"Una semana sin dinero ni teléfono móvil para anunciar el amor de Dios": así titula Angela Pellicciari, autora de La verdad sobre Lutero y de Una historia de la Iglesia, un reportaje testimonial sobre la reciente experiencia de varios de los miles de misioneros del Camino Neocatecumenal enviados por parejas a anunciar la Buena Nueva a destinos imprevistos tras un sorteo. Lo ha publicado La Verità este jueves y lo tomamos del blog de la autora (los ladillos y negritas son de ReL):
¿Cómo se anuncia la Buena Nueva? Como quiso Jesús: “No os procuréis oro, ni plata, ni calderilla en vuestras fajas, ni zurrón para el camino, ni dos túnicas, ni zapatos, ni bastón: porque digno es el obrero de su mantenimiento” (Mt 10, 910). Solo así, esto es, solo poniendo a disposición su vida, los discípulos son creíbles.
El martes 12 se cerró el periodo de casi tres meses en los cuales 13.000 hombres, mujeres, sacerdotes, seminaristas, jóvenes y menos jóvenes, pertenecientes al Camino Neocatecumenal, han anunciado en todas las naciones en las que están presentes que Jesús ha vencido a la muerte y nos ama. En una palabra, han anunciado el Evangelio, la Buena Nueva.

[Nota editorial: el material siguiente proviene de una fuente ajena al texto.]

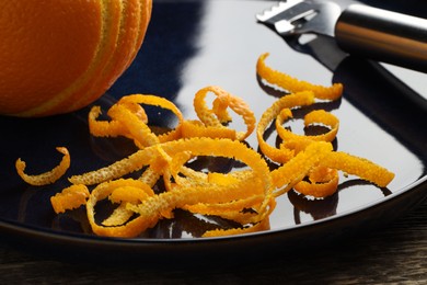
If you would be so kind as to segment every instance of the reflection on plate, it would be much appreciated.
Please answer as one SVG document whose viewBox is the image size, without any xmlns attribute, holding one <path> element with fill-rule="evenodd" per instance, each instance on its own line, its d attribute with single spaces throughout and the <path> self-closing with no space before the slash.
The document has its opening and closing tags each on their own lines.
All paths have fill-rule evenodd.
<svg viewBox="0 0 427 285">
<path fill-rule="evenodd" d="M 37 189 L 24 184 L 14 170 L 14 161 L 20 157 L 27 162 L 28 172 L 39 173 L 53 168 L 60 159 L 55 150 L 57 146 L 70 150 L 70 174 L 107 166 L 135 151 L 126 139 L 91 137 L 86 125 L 89 106 L 49 118 L 0 117 L 3 126 L 0 230 L 4 236 L 32 239 L 39 244 L 67 242 L 70 249 L 82 252 L 96 249 L 127 254 L 186 252 L 197 255 L 200 249 L 214 253 L 251 246 L 285 249 L 290 242 L 308 244 L 361 231 L 392 220 L 420 203 L 427 185 L 426 109 L 414 104 L 415 91 L 407 88 L 405 78 L 394 78 L 378 68 L 379 65 L 351 57 L 331 72 L 313 57 L 293 50 L 282 38 L 256 23 L 254 15 L 268 4 L 265 1 L 154 3 L 152 22 L 137 60 L 95 104 L 106 109 L 122 95 L 157 94 L 173 100 L 186 118 L 193 118 L 195 92 L 216 84 L 242 96 L 259 118 L 276 100 L 255 75 L 257 57 L 268 52 L 268 64 L 278 70 L 314 83 L 339 81 L 345 84 L 343 100 L 318 107 L 331 111 L 341 121 L 334 142 L 338 150 L 368 158 L 396 173 L 388 189 L 378 189 L 350 176 L 343 178 L 339 191 L 324 200 L 308 200 L 291 191 L 278 200 L 270 217 L 272 229 L 253 235 L 197 239 L 194 237 L 206 229 L 233 225 L 176 210 L 174 219 L 160 221 L 138 239 L 95 237 L 83 209 L 62 215 L 53 212 L 49 197 L 68 185 L 66 179 Z M 182 18 L 184 14 L 186 16 Z M 411 77 L 411 72 L 406 76 Z M 168 115 L 158 110 L 151 115 L 151 124 L 168 126 L 171 123 Z M 299 115 L 302 114 L 296 114 Z M 301 126 L 295 123 L 292 128 Z M 256 147 L 254 136 L 247 142 Z M 229 160 L 198 162 L 216 170 L 232 167 Z"/>
</svg>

Fueron enviados de dos en dos (hombres y mujeres por separado), después de que las parejas fuesen extraídas al azar, como al azar se extrajo la localidad de misión, sin dinero, sin teléfono móvil, sin nada. Tenían solo la Biblia, el salterio, el rosario, el crucifijo y el billete y de ida y vuelta al lugar de la misión.
Es casi increíble, pero todos, y digo todos, incluso los que durmieron siempre al raso consiguiendo cualquier cosa para sobrevivir (hasta las migas que se le dan a los patos en el parque, como le pasó a Gabriel en Tudela de Duero, Valladolid), todos volvieron contentos después de una semana. Una semana: esa era, en efecto, la duración de la misión.
Caminando por las calles, en los parques, en los bares, en los centros comerciales, se encuentran personas de todo tipo. Y a menudo suceden hechos singulares, por no decir milagrosos, por no decir encuentros que Dios previó, permitió y quiso expresamente. Es lo que cuenta Cletha, de 50 años, de la India, en misión en Hubli/Hubballi (Karnataka, India): “Encontramos una chica que parecía alterada, le anunciamos la victoria de Cristo sobre la muerte, estalló en llanto y nos entregó el dinero que tenía en el bolso: lo tenía destinado a comprar veneno para suicidarse”. (Casos similares, de personas que estaban a punto de suicidarse, se han encontrado muchos.)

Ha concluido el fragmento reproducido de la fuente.